One important difference between cases of dual-choice RT tasks and the present dual-retrieval tasks may explain why our findings supported chunked processing, whereas Hazeltine et al.’s (2002) do not. In our task, only one cue was associated with the responses, whereas in their task, the two cues each had one response. Presentation of separate cues may promote separate processing of two tasks, whereas a single cue may promote response chunking. Further studies are needed to test this possibility systematically, using the cases of dual-retrieval and dual-choice RT tasks that involve cases of one cue versus two cues (see also Fagot & Pashler, 1992).

Finally, the data for nongrouper subjects indicates that coordination of sequential retrieval becomes more efficient over the course of practice, allowing RTs to converge toward, but not fall below, a lower bound sequential retrieval prediction embodied in the ES. This result extends prior work showing that dual-task choice RT practice can improve coordinative aspects of performance (Kamienkowski, Pashler, Sigman, & Dehaene, 2011; Kramer et al., 1995; Strobach, Frensch, Soutschek, & Schubert, 2012). For nongrouper subjects in the present experiments, both RT1 and RT2 tended to converge on the ES prediction following dual-retrieval practice. That finding suggests that dual-retrieval practice can result in nearly optimal task scheduling and coordination of perceptual, central (retrieval), and motor processing stages. As observed here and by Liepelt et al. (2011) for dual-choice RT tasks, that coordinative learning may transfer to new cues and tasks, respectively, potentially representing general-purpose control skills. In line with such skills, the response execution mode (grouping vs. nongrouping) also transferred to new cues on the transfer test in the present experiments, as indicated by the similar performance patterns at the beginning of the single–dual practice phase and the transfer phase, within both sets of grouper and nongrouper subjects.
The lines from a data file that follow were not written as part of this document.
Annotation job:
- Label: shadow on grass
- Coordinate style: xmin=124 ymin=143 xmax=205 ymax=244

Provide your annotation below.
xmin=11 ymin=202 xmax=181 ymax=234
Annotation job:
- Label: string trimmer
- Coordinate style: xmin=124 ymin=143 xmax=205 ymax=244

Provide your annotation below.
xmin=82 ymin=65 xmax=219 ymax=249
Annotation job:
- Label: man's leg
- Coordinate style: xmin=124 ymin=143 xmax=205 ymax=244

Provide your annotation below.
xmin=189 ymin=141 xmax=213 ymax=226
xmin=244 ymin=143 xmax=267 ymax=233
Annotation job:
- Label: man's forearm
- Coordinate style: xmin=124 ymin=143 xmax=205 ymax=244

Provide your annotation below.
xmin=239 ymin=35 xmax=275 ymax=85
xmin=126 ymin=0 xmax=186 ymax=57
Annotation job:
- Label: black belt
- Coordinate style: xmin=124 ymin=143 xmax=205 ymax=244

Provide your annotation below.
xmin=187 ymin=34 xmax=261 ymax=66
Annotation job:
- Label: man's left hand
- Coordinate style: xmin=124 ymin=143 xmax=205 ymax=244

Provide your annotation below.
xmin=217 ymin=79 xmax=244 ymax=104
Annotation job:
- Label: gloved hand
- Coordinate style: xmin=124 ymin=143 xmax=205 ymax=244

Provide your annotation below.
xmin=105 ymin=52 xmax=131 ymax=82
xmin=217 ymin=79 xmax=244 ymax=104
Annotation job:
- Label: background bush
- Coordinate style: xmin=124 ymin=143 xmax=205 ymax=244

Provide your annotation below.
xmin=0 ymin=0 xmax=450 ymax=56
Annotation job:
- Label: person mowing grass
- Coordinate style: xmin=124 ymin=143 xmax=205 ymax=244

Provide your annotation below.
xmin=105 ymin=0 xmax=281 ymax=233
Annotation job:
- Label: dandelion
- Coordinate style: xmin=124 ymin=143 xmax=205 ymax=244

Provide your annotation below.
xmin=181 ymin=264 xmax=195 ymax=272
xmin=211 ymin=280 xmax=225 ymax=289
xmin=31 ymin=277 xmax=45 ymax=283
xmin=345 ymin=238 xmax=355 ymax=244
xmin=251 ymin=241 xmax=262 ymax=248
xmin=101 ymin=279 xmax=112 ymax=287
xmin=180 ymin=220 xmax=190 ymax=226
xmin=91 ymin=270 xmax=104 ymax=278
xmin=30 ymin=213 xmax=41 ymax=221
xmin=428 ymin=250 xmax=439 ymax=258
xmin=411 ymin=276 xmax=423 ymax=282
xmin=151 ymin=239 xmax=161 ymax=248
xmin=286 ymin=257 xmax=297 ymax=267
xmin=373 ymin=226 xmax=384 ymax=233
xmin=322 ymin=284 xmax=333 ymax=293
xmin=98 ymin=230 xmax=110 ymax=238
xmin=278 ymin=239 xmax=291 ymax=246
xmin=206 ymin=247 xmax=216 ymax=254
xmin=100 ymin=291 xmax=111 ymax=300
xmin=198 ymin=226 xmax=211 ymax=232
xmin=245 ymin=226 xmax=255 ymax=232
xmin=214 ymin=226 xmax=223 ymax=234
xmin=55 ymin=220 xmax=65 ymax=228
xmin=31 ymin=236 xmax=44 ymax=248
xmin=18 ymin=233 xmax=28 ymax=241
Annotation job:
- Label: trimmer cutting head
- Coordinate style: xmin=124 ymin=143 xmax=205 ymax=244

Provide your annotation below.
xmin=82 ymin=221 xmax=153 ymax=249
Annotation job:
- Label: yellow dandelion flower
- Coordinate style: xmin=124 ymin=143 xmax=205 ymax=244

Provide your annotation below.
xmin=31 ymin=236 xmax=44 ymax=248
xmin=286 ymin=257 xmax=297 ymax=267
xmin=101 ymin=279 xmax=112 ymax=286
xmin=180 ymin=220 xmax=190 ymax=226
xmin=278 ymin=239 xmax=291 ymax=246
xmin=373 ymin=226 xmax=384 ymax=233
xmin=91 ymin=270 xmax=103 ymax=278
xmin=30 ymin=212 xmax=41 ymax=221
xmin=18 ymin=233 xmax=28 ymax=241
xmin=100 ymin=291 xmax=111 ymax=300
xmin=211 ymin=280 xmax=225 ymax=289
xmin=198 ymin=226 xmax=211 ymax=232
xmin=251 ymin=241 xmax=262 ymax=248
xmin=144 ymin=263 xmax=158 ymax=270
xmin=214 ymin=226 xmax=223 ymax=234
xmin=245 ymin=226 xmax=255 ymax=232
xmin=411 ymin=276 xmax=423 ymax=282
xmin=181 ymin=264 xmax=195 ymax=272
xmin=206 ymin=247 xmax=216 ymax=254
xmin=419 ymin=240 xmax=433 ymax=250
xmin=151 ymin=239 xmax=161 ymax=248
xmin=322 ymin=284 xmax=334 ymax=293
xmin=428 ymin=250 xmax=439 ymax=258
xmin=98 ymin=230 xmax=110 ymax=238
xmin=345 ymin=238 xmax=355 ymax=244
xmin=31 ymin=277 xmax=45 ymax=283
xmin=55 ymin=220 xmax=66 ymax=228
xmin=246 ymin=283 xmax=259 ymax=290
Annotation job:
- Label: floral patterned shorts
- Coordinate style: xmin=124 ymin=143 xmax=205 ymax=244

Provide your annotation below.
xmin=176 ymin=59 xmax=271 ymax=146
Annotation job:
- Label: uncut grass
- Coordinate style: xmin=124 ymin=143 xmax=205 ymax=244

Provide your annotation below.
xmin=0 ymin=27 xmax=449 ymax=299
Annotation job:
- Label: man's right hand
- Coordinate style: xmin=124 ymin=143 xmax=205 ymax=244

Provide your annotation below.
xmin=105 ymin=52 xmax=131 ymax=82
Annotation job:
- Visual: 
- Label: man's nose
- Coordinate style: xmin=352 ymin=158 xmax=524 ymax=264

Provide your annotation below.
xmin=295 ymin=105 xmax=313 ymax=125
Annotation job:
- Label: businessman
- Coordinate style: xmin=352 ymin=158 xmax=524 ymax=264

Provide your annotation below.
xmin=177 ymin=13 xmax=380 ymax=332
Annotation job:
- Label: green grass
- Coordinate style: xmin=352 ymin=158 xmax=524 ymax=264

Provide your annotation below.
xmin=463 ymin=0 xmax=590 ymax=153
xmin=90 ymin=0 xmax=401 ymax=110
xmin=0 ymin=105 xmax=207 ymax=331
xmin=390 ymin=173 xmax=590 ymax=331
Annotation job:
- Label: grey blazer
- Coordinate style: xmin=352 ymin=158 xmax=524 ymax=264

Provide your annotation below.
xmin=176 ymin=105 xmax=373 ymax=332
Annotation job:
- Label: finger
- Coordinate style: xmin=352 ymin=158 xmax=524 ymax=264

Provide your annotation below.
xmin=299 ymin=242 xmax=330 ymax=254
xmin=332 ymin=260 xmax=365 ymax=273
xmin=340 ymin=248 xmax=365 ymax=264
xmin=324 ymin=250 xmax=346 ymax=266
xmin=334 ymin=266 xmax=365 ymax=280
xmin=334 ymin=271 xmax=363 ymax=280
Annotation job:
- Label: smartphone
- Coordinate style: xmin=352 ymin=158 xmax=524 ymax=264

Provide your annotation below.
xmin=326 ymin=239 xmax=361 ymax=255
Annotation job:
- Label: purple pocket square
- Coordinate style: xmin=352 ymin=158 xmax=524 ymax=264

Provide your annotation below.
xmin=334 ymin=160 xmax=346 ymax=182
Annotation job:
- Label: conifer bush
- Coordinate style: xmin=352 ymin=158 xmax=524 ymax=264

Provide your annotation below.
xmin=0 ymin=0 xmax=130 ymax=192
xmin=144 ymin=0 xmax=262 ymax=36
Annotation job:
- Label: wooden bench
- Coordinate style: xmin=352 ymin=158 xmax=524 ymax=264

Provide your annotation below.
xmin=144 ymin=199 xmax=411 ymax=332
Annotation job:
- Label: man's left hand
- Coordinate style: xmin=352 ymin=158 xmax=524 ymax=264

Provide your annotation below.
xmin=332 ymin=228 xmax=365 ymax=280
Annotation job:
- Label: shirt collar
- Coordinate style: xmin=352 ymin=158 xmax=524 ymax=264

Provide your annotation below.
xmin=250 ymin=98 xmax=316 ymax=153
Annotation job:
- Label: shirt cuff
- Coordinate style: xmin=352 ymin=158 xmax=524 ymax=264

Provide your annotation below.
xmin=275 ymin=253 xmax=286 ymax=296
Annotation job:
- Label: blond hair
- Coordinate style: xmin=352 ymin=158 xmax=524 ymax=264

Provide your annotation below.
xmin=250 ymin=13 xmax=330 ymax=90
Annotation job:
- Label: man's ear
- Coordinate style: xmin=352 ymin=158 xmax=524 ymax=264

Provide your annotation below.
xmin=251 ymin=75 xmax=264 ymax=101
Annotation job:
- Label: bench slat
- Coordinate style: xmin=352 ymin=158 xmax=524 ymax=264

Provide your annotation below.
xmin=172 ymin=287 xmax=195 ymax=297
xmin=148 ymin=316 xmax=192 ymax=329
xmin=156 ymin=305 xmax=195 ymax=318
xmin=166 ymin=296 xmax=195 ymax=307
Promising future experiments might focus on whether parallel retrieval is possible under any conditions at all prior to dual-retrieval practice. One possibility might involve extensive single-retrieval practice in the context of a transfer test (such as that of Exp. 2) to both old and new dual-retrieval cues. In such a design, the total amount of practice might also be controlled such that both old and new cues are countered with equal frequency during practice. We are skeptical, however, that those experimental conditions would qualitatively change the outcome for new dual-retrieval cues on the transfer test. Nino and Rickard (2003, Exp. 1) have already demonstrated that extensive single-cue practice is not sufficient to yield parallel dual retrieval. It seems unlikely that, in light of the present results, adding both old and new cues to the transfer test would change that outcome.
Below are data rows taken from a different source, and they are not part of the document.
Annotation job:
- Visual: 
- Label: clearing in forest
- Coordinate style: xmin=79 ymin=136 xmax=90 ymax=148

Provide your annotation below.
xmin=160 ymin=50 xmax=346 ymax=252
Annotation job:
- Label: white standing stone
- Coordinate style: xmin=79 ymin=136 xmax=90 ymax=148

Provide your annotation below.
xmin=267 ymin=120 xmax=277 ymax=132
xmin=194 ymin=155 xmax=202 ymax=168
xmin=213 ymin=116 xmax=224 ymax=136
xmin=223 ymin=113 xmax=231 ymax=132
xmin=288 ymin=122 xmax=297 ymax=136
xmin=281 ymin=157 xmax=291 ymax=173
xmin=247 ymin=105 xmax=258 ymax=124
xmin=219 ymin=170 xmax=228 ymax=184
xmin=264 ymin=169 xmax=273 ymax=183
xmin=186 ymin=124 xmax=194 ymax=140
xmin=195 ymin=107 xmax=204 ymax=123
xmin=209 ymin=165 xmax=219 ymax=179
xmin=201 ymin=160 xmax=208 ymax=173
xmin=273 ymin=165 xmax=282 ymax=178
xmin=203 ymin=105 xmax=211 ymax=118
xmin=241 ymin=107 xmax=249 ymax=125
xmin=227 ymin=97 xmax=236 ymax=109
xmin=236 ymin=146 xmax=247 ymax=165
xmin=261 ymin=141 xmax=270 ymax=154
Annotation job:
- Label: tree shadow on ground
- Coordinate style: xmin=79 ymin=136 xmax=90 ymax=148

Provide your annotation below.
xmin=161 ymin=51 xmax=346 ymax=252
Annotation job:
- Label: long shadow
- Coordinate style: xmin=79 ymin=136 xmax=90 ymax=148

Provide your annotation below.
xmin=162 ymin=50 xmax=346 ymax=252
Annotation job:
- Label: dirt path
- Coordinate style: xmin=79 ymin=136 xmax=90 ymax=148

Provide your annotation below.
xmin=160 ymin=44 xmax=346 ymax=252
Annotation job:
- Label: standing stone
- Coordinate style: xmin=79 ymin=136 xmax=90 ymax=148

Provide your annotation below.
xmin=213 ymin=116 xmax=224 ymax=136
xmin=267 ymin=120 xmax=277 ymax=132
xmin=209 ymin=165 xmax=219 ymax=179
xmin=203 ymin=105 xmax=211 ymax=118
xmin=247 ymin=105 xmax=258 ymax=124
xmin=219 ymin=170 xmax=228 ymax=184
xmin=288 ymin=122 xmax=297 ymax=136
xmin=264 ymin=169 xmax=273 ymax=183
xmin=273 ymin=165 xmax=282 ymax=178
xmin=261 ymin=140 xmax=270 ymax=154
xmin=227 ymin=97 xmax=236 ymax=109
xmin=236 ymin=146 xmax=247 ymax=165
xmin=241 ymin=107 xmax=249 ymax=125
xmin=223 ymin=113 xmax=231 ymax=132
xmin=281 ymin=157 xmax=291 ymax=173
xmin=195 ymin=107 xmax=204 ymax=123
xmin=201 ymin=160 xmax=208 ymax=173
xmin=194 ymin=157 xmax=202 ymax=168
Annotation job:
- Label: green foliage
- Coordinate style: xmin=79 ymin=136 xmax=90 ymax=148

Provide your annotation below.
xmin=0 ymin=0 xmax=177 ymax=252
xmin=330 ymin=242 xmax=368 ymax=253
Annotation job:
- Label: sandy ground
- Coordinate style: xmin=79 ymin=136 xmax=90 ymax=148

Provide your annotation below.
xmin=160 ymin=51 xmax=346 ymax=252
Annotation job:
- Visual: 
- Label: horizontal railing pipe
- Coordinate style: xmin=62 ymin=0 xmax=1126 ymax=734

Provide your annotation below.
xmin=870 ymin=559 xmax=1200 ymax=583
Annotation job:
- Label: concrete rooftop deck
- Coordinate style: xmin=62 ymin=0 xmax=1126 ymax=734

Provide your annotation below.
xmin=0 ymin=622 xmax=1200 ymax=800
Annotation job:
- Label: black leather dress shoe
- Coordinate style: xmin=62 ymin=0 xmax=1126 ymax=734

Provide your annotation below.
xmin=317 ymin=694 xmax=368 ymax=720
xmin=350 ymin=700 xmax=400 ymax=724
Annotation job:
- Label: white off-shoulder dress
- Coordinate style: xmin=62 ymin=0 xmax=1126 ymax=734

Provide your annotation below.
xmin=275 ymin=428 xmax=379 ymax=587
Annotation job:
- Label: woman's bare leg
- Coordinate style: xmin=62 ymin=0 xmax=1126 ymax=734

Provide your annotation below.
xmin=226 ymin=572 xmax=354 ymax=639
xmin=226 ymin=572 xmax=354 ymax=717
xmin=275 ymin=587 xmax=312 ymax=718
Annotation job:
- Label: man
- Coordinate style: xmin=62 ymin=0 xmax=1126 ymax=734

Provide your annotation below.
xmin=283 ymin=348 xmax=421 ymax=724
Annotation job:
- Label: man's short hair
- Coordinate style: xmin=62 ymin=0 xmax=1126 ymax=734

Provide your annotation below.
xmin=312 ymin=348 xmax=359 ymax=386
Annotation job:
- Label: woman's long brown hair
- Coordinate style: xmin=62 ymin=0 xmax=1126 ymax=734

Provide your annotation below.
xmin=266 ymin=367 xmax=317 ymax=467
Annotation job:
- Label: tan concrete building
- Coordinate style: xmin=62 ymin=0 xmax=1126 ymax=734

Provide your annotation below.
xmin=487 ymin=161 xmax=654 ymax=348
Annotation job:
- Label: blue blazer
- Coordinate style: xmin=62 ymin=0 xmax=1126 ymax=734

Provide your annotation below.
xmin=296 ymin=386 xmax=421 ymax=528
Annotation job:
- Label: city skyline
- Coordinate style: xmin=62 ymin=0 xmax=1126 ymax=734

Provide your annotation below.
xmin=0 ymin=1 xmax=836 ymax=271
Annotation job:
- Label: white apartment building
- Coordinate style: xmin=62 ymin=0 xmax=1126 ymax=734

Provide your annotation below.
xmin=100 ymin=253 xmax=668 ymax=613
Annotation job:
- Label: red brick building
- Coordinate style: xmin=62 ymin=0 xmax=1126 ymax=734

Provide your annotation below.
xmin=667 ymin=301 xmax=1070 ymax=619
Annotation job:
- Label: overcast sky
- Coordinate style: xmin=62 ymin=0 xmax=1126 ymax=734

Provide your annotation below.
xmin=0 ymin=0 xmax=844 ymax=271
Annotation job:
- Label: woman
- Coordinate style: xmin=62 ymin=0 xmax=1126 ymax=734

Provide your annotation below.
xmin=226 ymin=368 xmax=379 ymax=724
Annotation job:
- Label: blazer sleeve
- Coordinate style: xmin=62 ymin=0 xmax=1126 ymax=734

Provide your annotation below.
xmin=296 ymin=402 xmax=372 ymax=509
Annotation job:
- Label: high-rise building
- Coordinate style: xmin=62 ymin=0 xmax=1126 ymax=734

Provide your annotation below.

Further empirical work might focus on the underlying basis for the individual differences in response grouping. This basis could be either strategic and sensitive to instructional manipulation or a more fundamental and nonmalleable individual difference. Other potential avenues could include exploration of dual-retrieval effects across lifetime development and across different memory systems and modes of retrieval.

Conclusions

The empirical results indicate that (1) subjects who do not group responses on dual-retrieval trials do not achieve learned retrieval parallelism, but they can achieve nearly optimal sequential retrieval performance via dual-retrieval practice; (2) this improved efficiency for nongrouper subjects transfers at least partially to new dual-retrieval cues; (3) for subjects who do group responses, learned retrieval parallelism does occur; and (4) the mechanism of learned parallelism for grouper subjects is cue-specific response chunking, which may be facilitated by the concurrent response activation that is a consequence of the grouped response strategy. Result 4 is consistent with models that assume a structural retrieval bottleneck along with a cue-specific response-chunking mechanism that allows both responses to be retrieved in one pass through that bottleneck.